De-dup Files from the Terminal
Here's a way to remove duplicate files using a cli tool.
Install fdupes
There are many tooling options. I have used fdupes to good effect.
Get it:
sudo apt install fdupes
Interactive phases
If you want to delete the duplicate files in the current directory, run this command:
fdupes . -d
This will detect duplicates then open a terminal ui for interactively deleting the duplicates. There are 3 phases to this process:
- Selection - which files will be operated on
- Tag - mark for deletion (or preservation)
- Execute - do the actual filesystem deletion
First, selection: There are many methods for selection. To see these (and other helpful commands in this interactive mode), type help
.
For our example, we'll delete those files that are duplicated according to the MacOS naming of duplicate files on creation/import: That is, the files get " 1" or " 2" appended to the end of the file name, for the 1st, 2nd, etc. duplicate copy.
(A note here: fdupes is smarter at detecting dupes than just checking file names. It actually compares bytes. Because, for example IMG_1.JPG and IMG_1 1.JPG aren't necessarily duplicates.)
Selection
Ok, on to the selection. At the interactive prompt, I'll type:
sele 1.JPG
This will select any files that have this pattern at the end of their file name. They will be highlighted in the UI. Note the two spaces in this command. The first is for the command, separating sele
from the file pattern. The second is for the first character of the pattern itself.
We could repeat this selection for " 2.JPG", " 3.MOV" etc.
Selecting in this way is faster for this use case compared to the default method.

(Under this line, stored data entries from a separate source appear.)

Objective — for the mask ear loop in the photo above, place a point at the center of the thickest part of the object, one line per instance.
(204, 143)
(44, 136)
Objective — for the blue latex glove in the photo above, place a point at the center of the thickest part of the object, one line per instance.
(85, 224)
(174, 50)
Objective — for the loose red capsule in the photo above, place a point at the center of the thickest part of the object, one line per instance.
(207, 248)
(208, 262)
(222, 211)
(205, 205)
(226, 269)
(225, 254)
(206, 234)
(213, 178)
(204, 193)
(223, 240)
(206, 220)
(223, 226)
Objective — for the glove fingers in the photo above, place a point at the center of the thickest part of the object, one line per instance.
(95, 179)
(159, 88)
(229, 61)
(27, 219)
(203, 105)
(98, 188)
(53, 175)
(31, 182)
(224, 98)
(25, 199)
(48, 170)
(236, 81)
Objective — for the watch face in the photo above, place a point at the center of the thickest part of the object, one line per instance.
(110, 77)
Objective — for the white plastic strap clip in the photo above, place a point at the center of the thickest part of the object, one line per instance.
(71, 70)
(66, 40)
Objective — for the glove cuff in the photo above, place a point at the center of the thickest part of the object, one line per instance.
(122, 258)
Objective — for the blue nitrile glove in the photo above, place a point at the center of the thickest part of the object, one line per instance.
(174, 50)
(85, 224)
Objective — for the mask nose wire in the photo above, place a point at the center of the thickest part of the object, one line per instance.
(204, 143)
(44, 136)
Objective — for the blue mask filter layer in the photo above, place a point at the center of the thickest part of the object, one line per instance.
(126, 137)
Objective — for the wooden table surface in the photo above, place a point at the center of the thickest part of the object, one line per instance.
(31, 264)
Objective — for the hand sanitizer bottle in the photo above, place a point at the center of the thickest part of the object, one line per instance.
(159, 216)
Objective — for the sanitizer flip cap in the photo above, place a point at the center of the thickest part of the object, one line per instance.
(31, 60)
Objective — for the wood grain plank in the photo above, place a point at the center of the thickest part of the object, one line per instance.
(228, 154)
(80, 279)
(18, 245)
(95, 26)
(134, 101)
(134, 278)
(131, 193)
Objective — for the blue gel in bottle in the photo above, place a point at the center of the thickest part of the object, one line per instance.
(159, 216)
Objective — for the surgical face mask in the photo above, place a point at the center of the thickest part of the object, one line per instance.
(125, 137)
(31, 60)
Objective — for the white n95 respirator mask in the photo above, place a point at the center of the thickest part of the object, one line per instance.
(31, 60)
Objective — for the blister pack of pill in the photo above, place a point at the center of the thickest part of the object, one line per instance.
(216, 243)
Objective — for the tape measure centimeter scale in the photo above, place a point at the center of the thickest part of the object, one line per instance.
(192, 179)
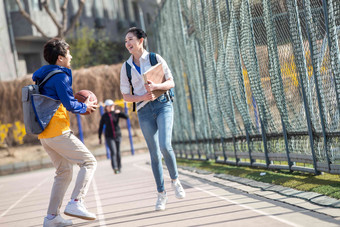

By default, your duplicates are brough up in sets and you preserve one file per set. But if you have 300 sets, this takes a long time.
Output can look like this (note this is already-tagged output):
Set 1 of 349:
1 [ ] ./IMG_7618.JPEG
2 [-] ./IMG_7618 1.JPEG
Set 2 of 349:
[-] ./IMG_0188 3.MOV
[+] ./IMG_0188 1.MOV
Set 3 of 349:
[+] ./IMG_0177 1.MOV
[-] ./IMG_0177 3.MOV
Set 4 of 349:
[+] ./IMG_6923 1.JPG
[-] ./IMG_6923 2.JPG
...
With the prompt:
( Preserve files [1 - 2, all, help] ):
Tagging
Now with a selection made, we want to tag, or mark, that selection for deletion. We do that with this command:
ds
That will put a -
sign in front of the selected files, like [-] ./IMG_6923 2.JPG
.
Execution
Finally, we get those files deleted. Beware, this command is the one that counds, and files will be removed from the filesystem upon execution.
To delete, type:
prune
(or press the Delete key).
Automatic delete
If you don't want an interactive delete, possibly in a simpler case, you can detect duplicates and delete them automatically with this command:
fdupes --order=name -d -N
--order
will order the files by name, -d
will delete found duplicates, and -N
(or --noprompt
) won't ask you if you're sure (non-interactive).
For other options on automatic processes, use fdupes --help
.
Now go out and regain that hard drive space!